Jeremy Barham is Emeritus Professor of Music at the University of Surrey, UK. He is a graduate of the University of Durham, and his research broadly concerns the meaning and cultural history of music, the nature of interdisciplinarity, and music’s relation to critical theory. These themes are pursued within three primary areas of interest: Gustav Mahler and early modernism; screen music; and jazz.
With Mahler he focuses on the composer’s cultural engagement and the ways in which this can be articulated musicologically and analytically. He is editor of, and contributor to, Perspectives on Gustav Mahler (2005), The Cambridge Companion to Mahler (2007), and Rethinking Mahler (2017, Oxford University Press) – a volume developed from the Mahler Centenary Conference, ‘Mahler: Contemporary of the Past?’, which he convened at Surrey in 2011. He is guest editor and contributor for two journal issues devoted to Mahler: 19th-Century Music, ‘Mahler, Sex, and Gender’ (2024) and Nineteenth-Century Music Review, ‘Mahler: Centenary Commentaries on Musical Meaning’ (2011) in which his own contribution addresses the semantic (re-)programming of Mahler’s music through the agency of film. He has also written on Mahler’s political, philosophical, and literary contexts in Naturlauf: Essays in Honour of Henry-Louis de La Grange at His Ninetieth Birthday (2016), the Stephen Hefling Festschrift volume of Nineteenth-Century Music Review (2018), and Mahler in Context (Cambridge University Press, 2021). He is currently working on the monograph Post-Centenary Mahler: Revaluing Musical Meaning which analyses the composer’s output from socio-political, philosophical, literary, psychological, and theatrical perspectives; editing, with Yulia Kreinin of the Hebrew University of Jerusalem, a volume of Russian scholarship on Mahler, translated for the first time; and, with Alessandro Cecchi of the University of Pisa, producing a journal issue for Music, Sound, and the Moving Image on the use of Mahler’s music in film prior to Visconti’s famous Death in Venice.
In screen music, Jeremy researches in narrative and diegetic issues, temporality, intertextuality, appropriation, jazz on screen, and experimental film.

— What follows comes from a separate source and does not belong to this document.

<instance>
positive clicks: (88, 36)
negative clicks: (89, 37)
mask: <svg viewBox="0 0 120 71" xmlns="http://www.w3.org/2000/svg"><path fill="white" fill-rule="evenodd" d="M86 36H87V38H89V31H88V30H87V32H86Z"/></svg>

The monograph for CUP, Music, Time and the Moving Image, is in progress, and he has published historical analyses and theorizations of pre-existent music in film for 19th-Century Music (on Schumann), Music and the Moving Image (on Mahler), The Musical Quarterly (on Sci-Fi film), Nineteenth-Century Music Review (on Mahler) and the volume Terror Tracks (on Kubrick’s The Shining). In 2013 he completed a BA-funded archival research project in the music of the first sound films in Germany, and in 2014 convened the international conference ‘Hollywood’s Musical Contemporaries and Competitors in the Early Sound Film Era’ at Surrey in order to investigate neglected global repertoires of early screen music outside the US/Hollywood orbit, and from which his edited volume The Routledge Companion to Global Film Music in the Early Sound Era (2024) is derived. Jeremy has contributed book chapters on jazz in film to The Routledge Companion to Screen Music and Sound, on experimental visualizations of Mahler’s music to The Music and Sound of Experimental Film (OUP) which he co-edited with Holly Rogers, and on the philosophy of live-score film screenings for The Oxford Handbook of Cinematic Listening.
In the field of jazz, Jeremy is primarily concerned with issues of musical analysis, historiography, the mediatizing of jazz, and the jazz-‘classical’ relationship, on which he has written in the Jazz Research Journal and The Routledge Companion to Screen Music and Sound. He is series editor of the Oxford Studies in Recorded Jazz, whose ninth volume, on Gerry Mulligan’s 1950s Quartet was published in 2023.
He has undertaken British-Academy-funded research in Vienna, Berlin, Wiesbaden, Paris, and Philadelphia, and has been the recipient of five British Academy scholarships and bursaries, a DAAD scholarship, and grants from the Film Music Foundation (California), RMA, IMR, Music & Letters Trust, Austrian Cultural Forum, IAS, and GSMD in support of his research. In 2009 he was awarded the Donald Tovey Memorial Prize by the Faculty of Music, University of Oxford, in recognition of his work on Mahler. Jeremy is Director of the Institute of Austrian and German Music Research (IAGMR), a research group established at Surrey in 2018 to foster new and transformational scholarship in canonical and neglected repertoire of all types and from all periods of history in Germanophone lands. Together with its Honorary President, Professor Erik Levi, he edits an associated book series with Routledge: Rethinking Austrian and German Music, whose second volume – a collection of the writings on Mahler by Julius Korngold in Vienna’s Neue Freie Presse, edited and translated for the first time by Michael Haas – will be published this year.